What girls actually need to play

We spend a long time talking about the environment for women in sports, and Karishma does not sugarcoat it. Even now, she cannot go running in a park at 6 a.m. She says, “I’m so scared. And it’s like, imagine for the rest of the girls and women.” The issue is not just about playing, it is about the little everyday freedoms. When men debate shorts or what women wear on the field, they miss the point. She points out the double standard: “Men also wear shorts when they play football, so why are you only attacking the women?” Journalists have asked the women’s national team about shorts in press conferences, as if the fabric matters more than the skill.

The small things that matter

One of the most honest parts of this conversation is when Karishma talks about the things nobody mentions. Like periods. She recalls telling a coach she couldn’t warm up the same way because she was on her period, and he got mad. She reflects, “If that’s me after all the freedom I’ve received, imagine the girl coming from the village.” Then there are sports bras. In a typical football kit, no one thinks about the sports bra, but for a girl running, jumping, and trying to perform, it is essential. Many girls don’t have one, and the discomfort affects their confidence and their game. So Karishma’s foundation started a drive, distributing 250 sports bras in Chitral and more in Quetta. She says, “We need to normalize this. These are not small things, actually big things, but we make them seem smaller because they are not discussed.” That sentence stayed with me.

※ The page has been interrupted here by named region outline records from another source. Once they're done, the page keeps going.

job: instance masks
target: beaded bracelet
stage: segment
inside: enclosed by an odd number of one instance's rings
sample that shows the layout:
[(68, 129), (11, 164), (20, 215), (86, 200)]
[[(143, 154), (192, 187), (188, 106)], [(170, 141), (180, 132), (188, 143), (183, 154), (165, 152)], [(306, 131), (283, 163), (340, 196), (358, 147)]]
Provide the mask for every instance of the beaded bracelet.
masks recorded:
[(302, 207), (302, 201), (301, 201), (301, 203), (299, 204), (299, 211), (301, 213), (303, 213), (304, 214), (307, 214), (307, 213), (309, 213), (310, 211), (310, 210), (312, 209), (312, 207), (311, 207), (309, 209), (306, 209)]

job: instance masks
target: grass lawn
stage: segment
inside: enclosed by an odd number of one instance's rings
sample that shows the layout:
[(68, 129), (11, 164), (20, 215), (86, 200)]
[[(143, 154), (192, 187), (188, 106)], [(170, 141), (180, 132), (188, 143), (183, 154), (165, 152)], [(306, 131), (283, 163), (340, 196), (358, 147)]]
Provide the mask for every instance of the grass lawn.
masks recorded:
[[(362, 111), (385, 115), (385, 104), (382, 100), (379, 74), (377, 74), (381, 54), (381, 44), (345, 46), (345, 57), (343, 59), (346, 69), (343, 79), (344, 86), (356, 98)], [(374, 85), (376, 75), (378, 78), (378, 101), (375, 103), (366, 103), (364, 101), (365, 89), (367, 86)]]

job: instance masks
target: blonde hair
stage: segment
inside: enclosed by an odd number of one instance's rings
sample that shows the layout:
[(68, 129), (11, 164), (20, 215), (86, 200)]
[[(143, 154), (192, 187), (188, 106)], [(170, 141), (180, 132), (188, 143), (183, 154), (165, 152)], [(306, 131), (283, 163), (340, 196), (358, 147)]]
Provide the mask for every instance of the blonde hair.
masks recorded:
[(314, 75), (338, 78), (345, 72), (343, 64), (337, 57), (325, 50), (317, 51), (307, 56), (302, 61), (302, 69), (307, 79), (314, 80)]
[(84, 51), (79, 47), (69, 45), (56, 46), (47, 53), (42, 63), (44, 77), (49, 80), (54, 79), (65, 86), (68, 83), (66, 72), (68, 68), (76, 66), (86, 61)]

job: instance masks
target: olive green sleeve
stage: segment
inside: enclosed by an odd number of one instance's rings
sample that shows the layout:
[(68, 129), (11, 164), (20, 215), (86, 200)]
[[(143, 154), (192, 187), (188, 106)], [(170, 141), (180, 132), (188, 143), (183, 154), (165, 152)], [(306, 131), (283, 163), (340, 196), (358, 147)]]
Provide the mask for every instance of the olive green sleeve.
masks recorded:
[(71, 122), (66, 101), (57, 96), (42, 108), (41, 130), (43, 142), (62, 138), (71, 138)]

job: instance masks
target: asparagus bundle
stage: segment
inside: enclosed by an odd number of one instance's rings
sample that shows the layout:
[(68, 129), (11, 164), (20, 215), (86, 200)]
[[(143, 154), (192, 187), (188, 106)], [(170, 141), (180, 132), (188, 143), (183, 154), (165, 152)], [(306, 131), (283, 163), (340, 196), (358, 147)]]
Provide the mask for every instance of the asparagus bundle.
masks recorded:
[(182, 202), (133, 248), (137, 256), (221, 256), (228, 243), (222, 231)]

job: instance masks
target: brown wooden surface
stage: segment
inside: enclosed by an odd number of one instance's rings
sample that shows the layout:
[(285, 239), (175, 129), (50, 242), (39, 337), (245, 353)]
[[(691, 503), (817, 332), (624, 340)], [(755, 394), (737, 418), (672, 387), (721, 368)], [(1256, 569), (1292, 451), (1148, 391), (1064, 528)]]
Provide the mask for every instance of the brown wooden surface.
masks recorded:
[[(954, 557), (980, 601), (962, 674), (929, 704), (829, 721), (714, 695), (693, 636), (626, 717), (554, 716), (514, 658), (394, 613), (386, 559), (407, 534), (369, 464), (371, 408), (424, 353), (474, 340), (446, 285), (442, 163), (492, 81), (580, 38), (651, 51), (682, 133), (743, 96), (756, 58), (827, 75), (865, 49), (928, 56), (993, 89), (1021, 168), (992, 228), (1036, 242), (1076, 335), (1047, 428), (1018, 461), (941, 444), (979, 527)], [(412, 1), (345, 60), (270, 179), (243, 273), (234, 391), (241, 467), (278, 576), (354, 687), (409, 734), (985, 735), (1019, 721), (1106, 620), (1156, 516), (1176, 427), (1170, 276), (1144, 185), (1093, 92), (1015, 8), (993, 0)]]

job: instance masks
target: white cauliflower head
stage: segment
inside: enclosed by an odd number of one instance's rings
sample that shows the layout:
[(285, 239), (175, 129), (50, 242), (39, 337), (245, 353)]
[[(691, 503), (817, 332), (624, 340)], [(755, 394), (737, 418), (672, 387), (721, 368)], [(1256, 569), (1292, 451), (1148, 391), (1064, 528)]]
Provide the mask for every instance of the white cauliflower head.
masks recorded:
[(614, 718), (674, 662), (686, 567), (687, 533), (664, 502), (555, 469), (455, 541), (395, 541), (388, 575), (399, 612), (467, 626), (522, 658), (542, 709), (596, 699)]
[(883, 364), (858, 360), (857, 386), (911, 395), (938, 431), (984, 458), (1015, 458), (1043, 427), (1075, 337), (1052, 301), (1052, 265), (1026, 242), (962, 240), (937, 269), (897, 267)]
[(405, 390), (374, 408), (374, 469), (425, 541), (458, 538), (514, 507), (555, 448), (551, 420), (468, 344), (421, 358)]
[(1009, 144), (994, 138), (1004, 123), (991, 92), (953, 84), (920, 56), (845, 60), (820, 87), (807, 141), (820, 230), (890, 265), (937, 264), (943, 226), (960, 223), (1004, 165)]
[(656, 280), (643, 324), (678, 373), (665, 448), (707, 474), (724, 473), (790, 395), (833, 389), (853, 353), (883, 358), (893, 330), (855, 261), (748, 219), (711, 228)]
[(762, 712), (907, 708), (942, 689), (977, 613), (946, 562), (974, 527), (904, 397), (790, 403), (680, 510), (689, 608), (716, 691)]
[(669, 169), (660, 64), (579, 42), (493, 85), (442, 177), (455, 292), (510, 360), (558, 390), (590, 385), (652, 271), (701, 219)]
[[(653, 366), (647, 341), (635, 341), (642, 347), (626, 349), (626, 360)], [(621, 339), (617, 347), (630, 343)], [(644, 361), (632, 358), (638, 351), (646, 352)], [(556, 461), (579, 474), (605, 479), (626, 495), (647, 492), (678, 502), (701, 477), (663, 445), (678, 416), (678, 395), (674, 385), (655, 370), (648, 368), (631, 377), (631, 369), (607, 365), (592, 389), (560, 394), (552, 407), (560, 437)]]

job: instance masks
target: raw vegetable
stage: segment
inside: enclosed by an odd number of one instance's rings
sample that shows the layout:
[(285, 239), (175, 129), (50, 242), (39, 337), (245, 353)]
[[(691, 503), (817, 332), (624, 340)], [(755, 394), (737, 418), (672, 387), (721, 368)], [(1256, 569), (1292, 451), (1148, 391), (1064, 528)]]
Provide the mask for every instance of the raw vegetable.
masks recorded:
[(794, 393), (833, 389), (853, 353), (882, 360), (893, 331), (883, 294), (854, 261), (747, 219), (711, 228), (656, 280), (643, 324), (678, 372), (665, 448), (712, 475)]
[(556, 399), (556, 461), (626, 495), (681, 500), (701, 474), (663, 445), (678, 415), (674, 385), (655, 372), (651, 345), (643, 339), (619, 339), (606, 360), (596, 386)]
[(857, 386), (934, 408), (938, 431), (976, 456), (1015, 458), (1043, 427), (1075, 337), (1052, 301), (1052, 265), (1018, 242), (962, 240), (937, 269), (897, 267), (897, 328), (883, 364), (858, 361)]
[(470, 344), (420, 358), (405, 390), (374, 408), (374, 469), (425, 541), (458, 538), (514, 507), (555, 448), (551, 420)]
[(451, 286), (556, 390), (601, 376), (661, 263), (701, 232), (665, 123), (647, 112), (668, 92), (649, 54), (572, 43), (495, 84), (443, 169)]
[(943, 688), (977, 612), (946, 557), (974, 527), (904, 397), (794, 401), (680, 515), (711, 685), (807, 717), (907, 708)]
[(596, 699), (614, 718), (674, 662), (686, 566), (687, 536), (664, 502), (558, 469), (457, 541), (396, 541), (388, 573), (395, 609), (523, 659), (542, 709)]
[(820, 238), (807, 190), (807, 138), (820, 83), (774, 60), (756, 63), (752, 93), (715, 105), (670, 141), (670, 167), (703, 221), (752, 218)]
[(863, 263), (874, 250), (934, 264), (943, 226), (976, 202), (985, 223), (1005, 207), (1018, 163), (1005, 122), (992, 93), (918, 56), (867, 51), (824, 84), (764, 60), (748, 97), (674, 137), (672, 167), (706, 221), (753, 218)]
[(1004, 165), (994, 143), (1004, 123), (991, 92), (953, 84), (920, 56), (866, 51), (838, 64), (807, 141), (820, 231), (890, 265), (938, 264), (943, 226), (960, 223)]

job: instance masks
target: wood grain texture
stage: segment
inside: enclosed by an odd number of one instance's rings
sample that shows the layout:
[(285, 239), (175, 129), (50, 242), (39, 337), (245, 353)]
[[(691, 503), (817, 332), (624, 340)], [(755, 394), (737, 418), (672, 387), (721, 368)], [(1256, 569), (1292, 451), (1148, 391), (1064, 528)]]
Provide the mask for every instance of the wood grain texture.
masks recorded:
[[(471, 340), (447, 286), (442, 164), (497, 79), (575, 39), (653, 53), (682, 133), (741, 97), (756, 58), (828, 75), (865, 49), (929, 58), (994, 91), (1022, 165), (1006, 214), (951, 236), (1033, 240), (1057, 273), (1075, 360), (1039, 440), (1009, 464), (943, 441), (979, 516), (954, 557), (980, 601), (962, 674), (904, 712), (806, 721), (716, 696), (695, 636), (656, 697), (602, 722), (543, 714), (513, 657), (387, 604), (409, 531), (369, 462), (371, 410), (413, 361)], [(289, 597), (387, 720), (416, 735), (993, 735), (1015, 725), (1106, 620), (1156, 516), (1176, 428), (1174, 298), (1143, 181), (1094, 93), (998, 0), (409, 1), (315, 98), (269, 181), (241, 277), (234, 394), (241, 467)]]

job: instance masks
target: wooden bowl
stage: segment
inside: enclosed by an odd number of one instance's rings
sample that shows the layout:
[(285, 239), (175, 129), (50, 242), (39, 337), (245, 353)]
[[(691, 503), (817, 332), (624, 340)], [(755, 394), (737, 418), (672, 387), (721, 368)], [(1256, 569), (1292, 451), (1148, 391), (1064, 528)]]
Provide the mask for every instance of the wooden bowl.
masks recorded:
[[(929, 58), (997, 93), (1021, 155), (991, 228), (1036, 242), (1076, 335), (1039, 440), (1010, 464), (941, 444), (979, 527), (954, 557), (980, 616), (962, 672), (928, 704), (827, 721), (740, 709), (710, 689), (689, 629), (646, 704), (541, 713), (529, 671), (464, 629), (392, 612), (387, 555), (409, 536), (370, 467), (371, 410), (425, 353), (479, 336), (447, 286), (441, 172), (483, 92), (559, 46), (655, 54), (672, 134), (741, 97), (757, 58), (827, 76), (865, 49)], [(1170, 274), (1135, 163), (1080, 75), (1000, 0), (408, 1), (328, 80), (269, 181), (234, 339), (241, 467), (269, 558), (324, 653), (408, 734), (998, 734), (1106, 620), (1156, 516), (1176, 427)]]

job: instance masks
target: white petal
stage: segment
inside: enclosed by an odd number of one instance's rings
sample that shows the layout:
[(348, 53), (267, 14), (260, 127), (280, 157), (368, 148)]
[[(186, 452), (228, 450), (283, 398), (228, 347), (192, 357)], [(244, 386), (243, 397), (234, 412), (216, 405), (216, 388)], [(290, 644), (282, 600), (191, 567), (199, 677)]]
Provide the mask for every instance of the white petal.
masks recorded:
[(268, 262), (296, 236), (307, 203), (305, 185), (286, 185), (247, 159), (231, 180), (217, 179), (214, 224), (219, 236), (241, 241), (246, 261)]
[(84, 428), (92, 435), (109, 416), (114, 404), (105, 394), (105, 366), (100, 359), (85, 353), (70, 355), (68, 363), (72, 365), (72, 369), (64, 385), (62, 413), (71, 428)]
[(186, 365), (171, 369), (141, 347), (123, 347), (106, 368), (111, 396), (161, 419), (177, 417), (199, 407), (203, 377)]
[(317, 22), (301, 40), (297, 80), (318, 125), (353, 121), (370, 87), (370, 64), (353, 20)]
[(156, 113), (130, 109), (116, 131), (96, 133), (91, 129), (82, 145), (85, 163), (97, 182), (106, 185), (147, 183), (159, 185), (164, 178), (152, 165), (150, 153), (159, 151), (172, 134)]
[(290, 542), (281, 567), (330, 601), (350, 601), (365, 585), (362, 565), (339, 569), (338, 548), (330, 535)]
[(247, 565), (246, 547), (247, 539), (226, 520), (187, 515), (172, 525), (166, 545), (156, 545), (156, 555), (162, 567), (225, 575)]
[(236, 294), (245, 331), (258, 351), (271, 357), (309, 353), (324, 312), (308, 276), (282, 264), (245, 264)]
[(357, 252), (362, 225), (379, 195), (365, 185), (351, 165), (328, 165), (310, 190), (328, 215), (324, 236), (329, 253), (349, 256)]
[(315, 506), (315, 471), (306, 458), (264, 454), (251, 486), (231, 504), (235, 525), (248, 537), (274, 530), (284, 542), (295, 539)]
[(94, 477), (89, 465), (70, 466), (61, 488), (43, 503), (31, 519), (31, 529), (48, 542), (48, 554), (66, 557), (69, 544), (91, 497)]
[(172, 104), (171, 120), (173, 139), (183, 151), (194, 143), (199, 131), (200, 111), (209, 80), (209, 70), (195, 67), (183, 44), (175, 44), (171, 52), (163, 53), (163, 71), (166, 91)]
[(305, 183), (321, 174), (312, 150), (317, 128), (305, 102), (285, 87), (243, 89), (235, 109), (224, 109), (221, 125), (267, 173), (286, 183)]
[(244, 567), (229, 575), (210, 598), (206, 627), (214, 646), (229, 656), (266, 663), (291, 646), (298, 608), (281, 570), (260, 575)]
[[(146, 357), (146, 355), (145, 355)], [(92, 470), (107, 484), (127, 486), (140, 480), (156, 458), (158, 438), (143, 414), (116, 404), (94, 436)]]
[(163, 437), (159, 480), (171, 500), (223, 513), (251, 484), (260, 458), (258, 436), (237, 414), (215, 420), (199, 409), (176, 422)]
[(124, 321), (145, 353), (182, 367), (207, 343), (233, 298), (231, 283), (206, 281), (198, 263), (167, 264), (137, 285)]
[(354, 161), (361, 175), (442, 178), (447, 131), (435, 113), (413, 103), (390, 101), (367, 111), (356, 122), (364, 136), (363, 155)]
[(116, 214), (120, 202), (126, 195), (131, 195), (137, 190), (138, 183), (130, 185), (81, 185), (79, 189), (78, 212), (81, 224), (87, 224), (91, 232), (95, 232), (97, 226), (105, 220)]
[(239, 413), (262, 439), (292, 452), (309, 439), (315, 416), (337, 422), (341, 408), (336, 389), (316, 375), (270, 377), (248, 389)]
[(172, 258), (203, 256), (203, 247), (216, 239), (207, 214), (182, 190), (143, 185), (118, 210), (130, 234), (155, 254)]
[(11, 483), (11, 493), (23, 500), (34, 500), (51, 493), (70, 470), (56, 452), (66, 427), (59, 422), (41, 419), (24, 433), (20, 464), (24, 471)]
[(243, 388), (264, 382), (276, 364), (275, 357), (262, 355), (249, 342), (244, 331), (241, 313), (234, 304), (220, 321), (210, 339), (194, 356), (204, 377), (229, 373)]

Closing: hope is a long game

This episode left me thinking about the quiet daily fight so many women are waging. Karishma is optimistic, even now, even when the country feels like it is breaking. She says simply, “I love this country so much. Just continue doing the work. We possibly could not live here if all the good people decided to give up.” She reminds us that nearly half the population is women, and we cannot develop while keeping them out of the economy, out of the workforce, out of the field. Whether you are a mother wondering if your daughter can dream bigger, or a young woman looking for a sign to take up space, I hope this conversation nudges you. Small things matter. The first step matters. And sometimes, one girl with a football can change a whole community’s idea of what is possible.